The adjoining room is charged with a very special intimacy where the brightness is attenuated by a lighting work that allows the golden monochromes of Matías Goeritz to dazzle. There are also stelae by the Colombian Olga de Amaral, made of linen, plaster, gold acrylic paint and gold leaf that hang from the ceiling. On another wall is the assembly of remains of everyday pieces that Leda Catunda, from São Paulo, organizes to later color them with golden glitter. These works coexist with notable pieces from the Fernández Blanco Museum, where a rain cape marvelously embroidered with gold threads stands out, which highlights the symbolic value that this color has for the church, giving a frame to everything that exudes light and protection.
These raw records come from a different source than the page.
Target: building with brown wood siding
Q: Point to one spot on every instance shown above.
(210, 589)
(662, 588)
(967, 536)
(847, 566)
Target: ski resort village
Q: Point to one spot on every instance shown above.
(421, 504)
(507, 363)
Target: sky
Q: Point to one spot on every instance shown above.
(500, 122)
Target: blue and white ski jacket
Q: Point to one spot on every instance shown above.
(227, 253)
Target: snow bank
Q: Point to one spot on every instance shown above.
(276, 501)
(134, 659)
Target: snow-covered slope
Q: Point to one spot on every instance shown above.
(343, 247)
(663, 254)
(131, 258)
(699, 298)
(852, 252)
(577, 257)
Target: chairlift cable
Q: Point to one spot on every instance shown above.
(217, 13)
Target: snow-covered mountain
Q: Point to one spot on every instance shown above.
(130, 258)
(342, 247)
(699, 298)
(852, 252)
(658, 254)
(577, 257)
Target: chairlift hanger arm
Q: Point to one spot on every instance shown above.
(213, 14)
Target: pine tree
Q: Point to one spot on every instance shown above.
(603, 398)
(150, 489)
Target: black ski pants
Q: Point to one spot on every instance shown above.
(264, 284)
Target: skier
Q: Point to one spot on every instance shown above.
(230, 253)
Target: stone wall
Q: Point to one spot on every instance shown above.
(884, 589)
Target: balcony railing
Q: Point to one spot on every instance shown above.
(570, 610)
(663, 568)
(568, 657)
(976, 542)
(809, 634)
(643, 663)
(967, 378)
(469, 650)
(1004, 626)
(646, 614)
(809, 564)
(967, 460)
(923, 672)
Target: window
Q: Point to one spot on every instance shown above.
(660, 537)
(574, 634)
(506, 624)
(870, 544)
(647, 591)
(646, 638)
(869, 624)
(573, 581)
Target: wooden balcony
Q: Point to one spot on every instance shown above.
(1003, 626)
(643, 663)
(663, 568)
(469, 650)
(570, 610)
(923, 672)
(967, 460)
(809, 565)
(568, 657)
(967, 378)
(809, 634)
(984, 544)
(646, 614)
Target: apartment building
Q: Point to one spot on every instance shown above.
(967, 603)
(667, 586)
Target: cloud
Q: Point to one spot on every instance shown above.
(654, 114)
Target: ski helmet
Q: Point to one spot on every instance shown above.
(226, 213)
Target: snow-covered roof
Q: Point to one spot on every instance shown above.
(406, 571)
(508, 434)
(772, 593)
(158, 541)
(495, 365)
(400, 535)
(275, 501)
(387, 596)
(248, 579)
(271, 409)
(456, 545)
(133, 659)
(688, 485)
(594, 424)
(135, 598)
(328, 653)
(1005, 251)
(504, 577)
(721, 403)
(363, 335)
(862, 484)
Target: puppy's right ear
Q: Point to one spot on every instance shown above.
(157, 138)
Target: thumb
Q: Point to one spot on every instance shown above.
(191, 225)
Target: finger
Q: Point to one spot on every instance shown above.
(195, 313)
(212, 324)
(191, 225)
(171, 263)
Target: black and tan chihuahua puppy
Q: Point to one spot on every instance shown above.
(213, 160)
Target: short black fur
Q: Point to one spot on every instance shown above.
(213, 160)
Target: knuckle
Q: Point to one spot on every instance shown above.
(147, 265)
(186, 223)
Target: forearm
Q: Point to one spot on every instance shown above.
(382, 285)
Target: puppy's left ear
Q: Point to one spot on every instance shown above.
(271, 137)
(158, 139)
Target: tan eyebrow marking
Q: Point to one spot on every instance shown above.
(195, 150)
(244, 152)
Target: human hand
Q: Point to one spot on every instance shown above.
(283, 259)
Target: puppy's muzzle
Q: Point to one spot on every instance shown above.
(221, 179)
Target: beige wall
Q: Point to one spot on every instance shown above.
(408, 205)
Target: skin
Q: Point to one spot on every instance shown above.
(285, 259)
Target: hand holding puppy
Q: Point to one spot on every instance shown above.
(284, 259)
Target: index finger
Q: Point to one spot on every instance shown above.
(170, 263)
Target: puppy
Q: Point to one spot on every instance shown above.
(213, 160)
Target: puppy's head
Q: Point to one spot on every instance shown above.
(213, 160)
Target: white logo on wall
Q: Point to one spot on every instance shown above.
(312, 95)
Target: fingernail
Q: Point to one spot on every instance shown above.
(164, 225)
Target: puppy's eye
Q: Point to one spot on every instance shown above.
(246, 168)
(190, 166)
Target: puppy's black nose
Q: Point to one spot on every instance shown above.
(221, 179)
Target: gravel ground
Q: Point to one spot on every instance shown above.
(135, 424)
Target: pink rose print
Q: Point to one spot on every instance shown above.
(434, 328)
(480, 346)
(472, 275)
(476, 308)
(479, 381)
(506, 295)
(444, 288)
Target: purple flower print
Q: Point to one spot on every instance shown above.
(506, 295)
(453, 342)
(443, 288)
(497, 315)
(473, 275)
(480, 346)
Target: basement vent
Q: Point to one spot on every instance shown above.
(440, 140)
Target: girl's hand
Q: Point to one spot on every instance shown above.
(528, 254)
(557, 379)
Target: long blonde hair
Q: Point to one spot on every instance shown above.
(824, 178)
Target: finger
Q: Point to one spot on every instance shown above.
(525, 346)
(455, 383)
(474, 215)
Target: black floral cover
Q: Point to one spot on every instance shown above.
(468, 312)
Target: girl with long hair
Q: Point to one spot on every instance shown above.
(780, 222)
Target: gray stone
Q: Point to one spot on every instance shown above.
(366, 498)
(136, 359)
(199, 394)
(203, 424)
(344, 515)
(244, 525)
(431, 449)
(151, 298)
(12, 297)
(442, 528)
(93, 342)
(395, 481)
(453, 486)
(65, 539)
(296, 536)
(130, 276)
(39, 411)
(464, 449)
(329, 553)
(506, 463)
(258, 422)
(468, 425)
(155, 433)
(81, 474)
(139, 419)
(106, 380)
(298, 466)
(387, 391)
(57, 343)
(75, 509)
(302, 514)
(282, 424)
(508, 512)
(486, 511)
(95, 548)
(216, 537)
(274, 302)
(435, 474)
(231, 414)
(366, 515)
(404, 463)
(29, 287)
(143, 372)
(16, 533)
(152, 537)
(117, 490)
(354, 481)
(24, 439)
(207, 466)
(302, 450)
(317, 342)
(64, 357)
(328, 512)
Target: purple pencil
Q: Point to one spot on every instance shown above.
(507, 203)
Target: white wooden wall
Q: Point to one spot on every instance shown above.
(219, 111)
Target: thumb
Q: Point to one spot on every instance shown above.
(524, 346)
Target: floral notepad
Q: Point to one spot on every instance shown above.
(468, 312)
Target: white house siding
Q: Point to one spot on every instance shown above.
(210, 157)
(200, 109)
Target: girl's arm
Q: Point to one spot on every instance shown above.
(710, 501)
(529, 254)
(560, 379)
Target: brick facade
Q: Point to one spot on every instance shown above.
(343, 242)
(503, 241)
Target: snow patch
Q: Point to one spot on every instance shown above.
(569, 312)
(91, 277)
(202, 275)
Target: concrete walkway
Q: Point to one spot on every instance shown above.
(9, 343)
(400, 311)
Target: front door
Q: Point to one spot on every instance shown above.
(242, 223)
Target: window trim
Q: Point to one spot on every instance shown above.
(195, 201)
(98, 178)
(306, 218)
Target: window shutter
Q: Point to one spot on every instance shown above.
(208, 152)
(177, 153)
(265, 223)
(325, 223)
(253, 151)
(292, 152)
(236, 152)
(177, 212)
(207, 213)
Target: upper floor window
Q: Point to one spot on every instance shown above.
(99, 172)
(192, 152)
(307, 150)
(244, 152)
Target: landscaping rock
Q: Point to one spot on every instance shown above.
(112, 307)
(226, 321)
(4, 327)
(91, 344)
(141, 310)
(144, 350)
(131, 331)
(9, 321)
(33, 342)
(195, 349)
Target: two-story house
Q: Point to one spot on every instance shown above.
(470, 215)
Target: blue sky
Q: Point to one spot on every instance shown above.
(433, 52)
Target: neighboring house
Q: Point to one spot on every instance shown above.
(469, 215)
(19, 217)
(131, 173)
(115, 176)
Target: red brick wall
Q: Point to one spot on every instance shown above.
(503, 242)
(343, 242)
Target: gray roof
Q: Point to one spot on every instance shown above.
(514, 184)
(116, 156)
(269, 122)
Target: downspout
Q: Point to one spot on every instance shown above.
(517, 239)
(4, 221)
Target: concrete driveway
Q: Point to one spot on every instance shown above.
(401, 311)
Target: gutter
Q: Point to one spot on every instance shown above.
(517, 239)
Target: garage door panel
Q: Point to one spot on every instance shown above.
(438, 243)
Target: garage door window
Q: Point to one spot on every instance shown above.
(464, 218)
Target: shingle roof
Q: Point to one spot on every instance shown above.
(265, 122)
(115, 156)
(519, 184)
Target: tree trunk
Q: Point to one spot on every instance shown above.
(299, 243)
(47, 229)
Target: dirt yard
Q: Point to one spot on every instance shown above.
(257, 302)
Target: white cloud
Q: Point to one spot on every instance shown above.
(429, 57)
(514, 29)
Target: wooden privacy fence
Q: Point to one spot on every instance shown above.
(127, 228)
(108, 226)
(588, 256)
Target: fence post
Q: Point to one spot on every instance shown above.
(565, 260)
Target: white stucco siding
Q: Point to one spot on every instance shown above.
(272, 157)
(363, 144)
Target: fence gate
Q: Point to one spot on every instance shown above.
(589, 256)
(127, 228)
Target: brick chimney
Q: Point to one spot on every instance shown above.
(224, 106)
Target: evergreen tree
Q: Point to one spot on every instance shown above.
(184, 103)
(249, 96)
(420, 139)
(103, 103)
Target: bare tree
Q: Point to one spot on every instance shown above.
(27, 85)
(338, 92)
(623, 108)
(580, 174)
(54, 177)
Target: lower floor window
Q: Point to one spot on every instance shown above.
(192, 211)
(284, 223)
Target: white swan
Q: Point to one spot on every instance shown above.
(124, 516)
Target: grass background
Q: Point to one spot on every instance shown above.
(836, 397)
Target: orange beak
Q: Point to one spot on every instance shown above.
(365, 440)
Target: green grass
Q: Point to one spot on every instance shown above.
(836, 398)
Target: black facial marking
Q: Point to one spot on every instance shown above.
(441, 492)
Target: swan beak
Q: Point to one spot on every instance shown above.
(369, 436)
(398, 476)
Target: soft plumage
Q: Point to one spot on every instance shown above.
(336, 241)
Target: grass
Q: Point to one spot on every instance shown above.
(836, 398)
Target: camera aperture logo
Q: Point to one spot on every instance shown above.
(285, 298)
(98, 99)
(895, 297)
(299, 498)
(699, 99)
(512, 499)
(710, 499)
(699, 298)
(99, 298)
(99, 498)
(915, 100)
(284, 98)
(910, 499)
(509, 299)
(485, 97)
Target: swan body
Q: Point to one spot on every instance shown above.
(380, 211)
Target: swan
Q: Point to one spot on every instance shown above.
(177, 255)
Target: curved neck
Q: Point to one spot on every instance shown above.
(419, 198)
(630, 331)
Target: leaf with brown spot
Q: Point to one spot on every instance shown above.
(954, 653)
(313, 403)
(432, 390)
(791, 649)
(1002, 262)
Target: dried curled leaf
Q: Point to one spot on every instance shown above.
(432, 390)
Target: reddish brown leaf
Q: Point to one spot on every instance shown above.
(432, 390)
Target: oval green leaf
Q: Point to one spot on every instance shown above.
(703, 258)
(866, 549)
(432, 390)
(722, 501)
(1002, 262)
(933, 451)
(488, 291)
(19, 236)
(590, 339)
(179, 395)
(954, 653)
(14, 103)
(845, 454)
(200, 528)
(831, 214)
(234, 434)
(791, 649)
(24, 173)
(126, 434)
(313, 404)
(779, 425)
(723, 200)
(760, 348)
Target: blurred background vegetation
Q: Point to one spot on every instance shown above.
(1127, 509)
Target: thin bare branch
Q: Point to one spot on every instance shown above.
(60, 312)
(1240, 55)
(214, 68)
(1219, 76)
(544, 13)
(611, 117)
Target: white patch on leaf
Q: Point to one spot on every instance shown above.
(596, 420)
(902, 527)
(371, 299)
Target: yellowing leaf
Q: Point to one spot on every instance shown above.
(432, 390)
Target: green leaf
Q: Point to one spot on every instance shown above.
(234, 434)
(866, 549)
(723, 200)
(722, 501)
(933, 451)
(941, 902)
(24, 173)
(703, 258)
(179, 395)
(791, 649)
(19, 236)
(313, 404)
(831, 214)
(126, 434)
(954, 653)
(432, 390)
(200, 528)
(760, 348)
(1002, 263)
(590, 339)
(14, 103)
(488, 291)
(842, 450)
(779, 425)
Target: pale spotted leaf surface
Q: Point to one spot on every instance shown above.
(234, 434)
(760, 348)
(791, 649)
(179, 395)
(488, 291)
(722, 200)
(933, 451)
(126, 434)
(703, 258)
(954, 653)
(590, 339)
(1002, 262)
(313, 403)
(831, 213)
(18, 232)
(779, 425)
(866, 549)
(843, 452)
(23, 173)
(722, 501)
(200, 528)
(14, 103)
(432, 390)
The table installation with earths of all the colors of the American continent occupies a powerful space in the work of Teresa Pereda. This gives way to other materials based on other commodities in our territory. There is rubber, present in two very suggestive pieces by the Mexican Betsabeé Romero, who works with real truck tires that she carves with pre-Hispanic motifs and then gilds on the leaf. Coca leaves cover an inverted map of South America, in the work of the Bolivian Gastón Ugalde. The cacao used by Santiago Montoya comes from his experience on the family plantation in the Quindío region of Colombia. He uses chocolate and 24-carat gold leaf to build “Pirámide en chocolate”, 2023. There are also the 750 flies by Andrés Bedoya that are scattered on the wall, describing his love for handmade silverware and cochineal that Tania Candiani uses, to highlight the use of that red parasite that transformed the way of producing the dye. The copper used delicately by Ximena Garrido-Lecca from Lima in her assemblies unites wood with metal in “Transmutaciones-Ensamblaje híbrido I”, from 2018.

The faces that look at the viewer in a gigantography by the historic Peruvian photographer Martín Chambí, are from a family of harvesters (“Ezequiel Arce and his potato harvest”, 1922-28). In the same room, the spectators come across a singular piece that navigates between two cultural traditions: the elaborate refinement of a table silver piece, with the use of coca leaf to chew in the “Caja coquera (Alto Perú)” , late eighteenth century.

Coke box from Upper Peru, late 18th century

Corn also has its display in the sample. Like vegetable gold, in the recreation of the performance of Marta Minujín “Payment of the Argentine foreign debt to Andy Warhol”, from 1985, which can be viewed on video or updated by using the staged scene for selfies. Also in the corn or corn made of bullets by the Guatemalan Benvenuto Chavajay Ixtetela that alludes to the violence in Colombia, Venezuela and Guatemala. And in the piece woven essentially with dried husks, assembled as a curtain by Evi Tártari from Tucuman, which is used to protect habitats.

“Bullet Corn” by Benvenuto Chavajay

The exhibition closes with an installation that levitates from the ceiling at the end of the tour. These are embossed pieces by Estela Pereda that take the shape of ammonites, that subclass of cephalopod molluscs that existed in the seas from 400 million years ago until their extinction 66 million years ago. A powerful metaphor about the eternity of its permanence as opposed to the ephemeral value that humans give to material things.